Posted January 26, 2007
A new National Science Foundation award to Idaho State University will give ISU doctoral and undergraduate students the opportunity to share cutting-edge genetic and evolutionary research with high school teachers and, ultimately, high school students.
ISU assistant professor of biological sciences Dr. Marjorie Matocq has received a $509,896 NSF award for the project titled “CAREER: The roles of ecology, behavior, and morphology in maintaining species boundaries – demonstrating evolutionary processes to high school students in Idaho.”
Matocq received notice of the award this month and it will go into effect in August. CAREER, a National Science Foundation Faculty Early Career Development Program, offers the foundations’s most prestigious awards in support of those individuals who most effectively integrate research and education.
“Through the research we will be conducting in the time of this award not only will we be educating the graduate and undergraduate participants in the work but we will also extend components of the research into a high school program,” Matocq said.
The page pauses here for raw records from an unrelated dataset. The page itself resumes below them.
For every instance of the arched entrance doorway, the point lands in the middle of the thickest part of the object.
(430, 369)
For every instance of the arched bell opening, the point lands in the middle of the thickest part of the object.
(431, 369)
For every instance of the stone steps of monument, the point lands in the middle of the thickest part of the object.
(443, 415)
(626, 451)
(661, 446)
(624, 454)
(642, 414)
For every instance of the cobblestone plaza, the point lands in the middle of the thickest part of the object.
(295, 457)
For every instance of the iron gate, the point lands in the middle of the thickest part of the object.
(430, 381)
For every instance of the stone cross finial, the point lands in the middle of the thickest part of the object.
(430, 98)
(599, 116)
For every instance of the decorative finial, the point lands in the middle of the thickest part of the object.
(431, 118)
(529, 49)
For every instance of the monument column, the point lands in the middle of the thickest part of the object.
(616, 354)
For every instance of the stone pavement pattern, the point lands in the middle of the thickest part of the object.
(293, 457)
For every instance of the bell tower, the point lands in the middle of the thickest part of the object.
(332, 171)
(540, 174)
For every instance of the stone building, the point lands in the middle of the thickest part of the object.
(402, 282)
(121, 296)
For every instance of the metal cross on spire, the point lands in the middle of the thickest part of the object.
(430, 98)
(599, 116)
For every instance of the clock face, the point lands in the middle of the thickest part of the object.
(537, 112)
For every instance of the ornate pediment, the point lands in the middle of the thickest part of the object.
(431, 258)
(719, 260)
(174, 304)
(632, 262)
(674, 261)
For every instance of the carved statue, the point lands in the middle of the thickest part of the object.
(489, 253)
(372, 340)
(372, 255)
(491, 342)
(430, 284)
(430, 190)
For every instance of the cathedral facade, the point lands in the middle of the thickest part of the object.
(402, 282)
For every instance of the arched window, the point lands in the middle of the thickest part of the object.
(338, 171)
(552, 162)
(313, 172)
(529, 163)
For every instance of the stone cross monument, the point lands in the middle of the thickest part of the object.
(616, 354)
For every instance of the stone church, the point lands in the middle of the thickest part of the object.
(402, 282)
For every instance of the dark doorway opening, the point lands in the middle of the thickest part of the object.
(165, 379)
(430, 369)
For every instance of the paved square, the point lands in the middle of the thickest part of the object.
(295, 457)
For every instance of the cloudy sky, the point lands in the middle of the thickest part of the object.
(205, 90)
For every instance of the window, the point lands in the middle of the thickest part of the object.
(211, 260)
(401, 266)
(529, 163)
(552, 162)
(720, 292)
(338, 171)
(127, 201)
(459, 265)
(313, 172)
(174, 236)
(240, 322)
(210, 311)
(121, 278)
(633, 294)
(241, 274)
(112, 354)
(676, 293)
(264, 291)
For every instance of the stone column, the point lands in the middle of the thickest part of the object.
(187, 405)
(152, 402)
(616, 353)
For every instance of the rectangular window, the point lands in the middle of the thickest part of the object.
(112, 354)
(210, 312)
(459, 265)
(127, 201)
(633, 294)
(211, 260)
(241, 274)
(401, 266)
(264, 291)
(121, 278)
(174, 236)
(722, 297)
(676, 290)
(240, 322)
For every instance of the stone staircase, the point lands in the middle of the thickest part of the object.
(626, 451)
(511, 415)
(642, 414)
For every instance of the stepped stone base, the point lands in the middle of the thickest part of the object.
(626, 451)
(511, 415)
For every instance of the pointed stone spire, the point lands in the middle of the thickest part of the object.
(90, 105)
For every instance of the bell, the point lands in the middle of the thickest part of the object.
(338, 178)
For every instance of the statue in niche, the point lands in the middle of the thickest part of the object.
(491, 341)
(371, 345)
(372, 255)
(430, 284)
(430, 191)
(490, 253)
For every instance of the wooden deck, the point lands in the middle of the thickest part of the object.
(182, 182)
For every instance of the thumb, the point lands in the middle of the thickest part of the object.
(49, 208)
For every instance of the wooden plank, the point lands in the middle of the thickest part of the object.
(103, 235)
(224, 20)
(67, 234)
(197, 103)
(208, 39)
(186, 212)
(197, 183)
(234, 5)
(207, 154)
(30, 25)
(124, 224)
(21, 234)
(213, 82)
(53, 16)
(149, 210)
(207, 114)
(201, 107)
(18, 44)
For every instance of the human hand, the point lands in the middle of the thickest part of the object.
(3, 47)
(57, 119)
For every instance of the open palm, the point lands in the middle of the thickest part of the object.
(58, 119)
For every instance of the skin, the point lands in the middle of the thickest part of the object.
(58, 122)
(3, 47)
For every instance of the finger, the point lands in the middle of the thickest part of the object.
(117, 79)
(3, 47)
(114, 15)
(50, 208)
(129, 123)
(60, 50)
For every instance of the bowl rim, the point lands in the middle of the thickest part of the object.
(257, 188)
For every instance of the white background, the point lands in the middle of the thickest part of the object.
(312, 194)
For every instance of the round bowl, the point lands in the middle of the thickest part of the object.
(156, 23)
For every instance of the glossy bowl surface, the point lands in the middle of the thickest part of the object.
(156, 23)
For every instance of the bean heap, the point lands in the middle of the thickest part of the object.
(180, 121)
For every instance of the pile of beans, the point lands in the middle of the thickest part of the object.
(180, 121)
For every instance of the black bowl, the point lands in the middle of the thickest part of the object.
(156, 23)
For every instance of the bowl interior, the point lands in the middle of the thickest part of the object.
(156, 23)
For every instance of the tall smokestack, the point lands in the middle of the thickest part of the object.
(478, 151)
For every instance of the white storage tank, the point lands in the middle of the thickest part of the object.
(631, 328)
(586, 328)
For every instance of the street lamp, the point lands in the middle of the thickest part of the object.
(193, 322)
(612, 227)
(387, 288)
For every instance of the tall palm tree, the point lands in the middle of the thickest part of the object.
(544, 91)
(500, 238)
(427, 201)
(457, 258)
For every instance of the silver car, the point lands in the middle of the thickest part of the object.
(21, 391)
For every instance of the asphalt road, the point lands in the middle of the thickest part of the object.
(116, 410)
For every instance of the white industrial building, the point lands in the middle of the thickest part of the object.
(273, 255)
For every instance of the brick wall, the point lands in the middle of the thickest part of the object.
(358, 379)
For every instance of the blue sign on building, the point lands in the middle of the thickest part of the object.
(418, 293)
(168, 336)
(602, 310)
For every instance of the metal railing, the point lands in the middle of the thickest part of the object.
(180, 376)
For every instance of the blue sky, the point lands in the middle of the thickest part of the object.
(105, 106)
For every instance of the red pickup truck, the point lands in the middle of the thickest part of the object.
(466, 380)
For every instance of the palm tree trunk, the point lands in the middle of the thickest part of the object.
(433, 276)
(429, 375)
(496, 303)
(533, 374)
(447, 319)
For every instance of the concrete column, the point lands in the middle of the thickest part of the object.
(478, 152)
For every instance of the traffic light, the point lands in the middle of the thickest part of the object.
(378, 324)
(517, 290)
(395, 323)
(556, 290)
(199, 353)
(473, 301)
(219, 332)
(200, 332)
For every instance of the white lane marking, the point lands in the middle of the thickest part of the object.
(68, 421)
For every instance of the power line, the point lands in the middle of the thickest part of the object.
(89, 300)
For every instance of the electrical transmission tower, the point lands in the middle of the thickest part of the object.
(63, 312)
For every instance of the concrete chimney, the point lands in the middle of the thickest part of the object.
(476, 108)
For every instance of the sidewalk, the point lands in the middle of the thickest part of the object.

Matocq will incorporate her research on the processes that generate and maintain aspects of biodiversity into a high school outreach program. Specifically, this program will train local high school biology teachers in molecular genetic techniques and collaborate with them to present these techniques to their students and integrate these activities into other components of the curriculum.
“The outreach program will be a model partnership between high schools and universities, cost-efficiently exposing students to modern molecular genetics and evolutionary research,” Matocq said. “The techniques they’ll be learning in the high school classroom are some of the fundamental methods used in a rapidly-expanding number of professions including medicine, biotechnology, and basic research.”
In terms of the research component of the award, Matocq explains that the conservation of biodiversity requires an understanding not only of the factors that contribute to diversification and speciation but also of the population dynamics that allow species to remain distinct from one another. Matocq will integrate a series of field and lab studies to identify how ecological, behavioral, and morphological factors allow hybridization but prevent widespread gene flow (introgression) between two species of woodrat, Neotoma fuscipes and N. macrotis. Specifically, she will identify where the barriers or filters to genetic
introgression occur in the continuum of reproduction from spatial opportunity for interaction, to mate choice, gamete transfer, survivorship and reproductive success.
The integrated research and educational activities will train students at various educational levels in the scientific method with special emphasis on molecular genetics and evolutionary processes. These individuals include high school students from the Shoshone-Bannock Tribes, ISU undergraduates, ISU doctoral students, and local high school biology teachers.
At the university level, this grant will train two PhD students in Matocq’s research area, will expose at least 10 undergraduate students to her research, and will provide support for one postdoctoral researcher.
“The ISU students will have the opportunity to study the woodrats in their natural environment as well as in the captive colony in the lab,” Matocq noted. “Having the animals in the laboratory allows us to study aspects of their behavior in much greater detail and also provides added opportunities for ISU undergraduates to get involved in research.”
Matocq’s NSF award comes shortly after the ISU biological sciences department received a $1.8 million NSF grant to continue the Graduate Fellows in K-12 Education (GK-12) project for another three years. Dr. Rosemary Smith of the department of biological sciences is that grant’s principal investigator. Co-investigators are Drs. Lawrence Stout of the College of Engineering, and Richard Inouye and Paul Beardsley, both in the ISU biological sciences department. It is a continuation of a $1.9 million NSF grant received in 2004 to augment science and mathematics education of southeast Idaho students in grades kindergarten through 12.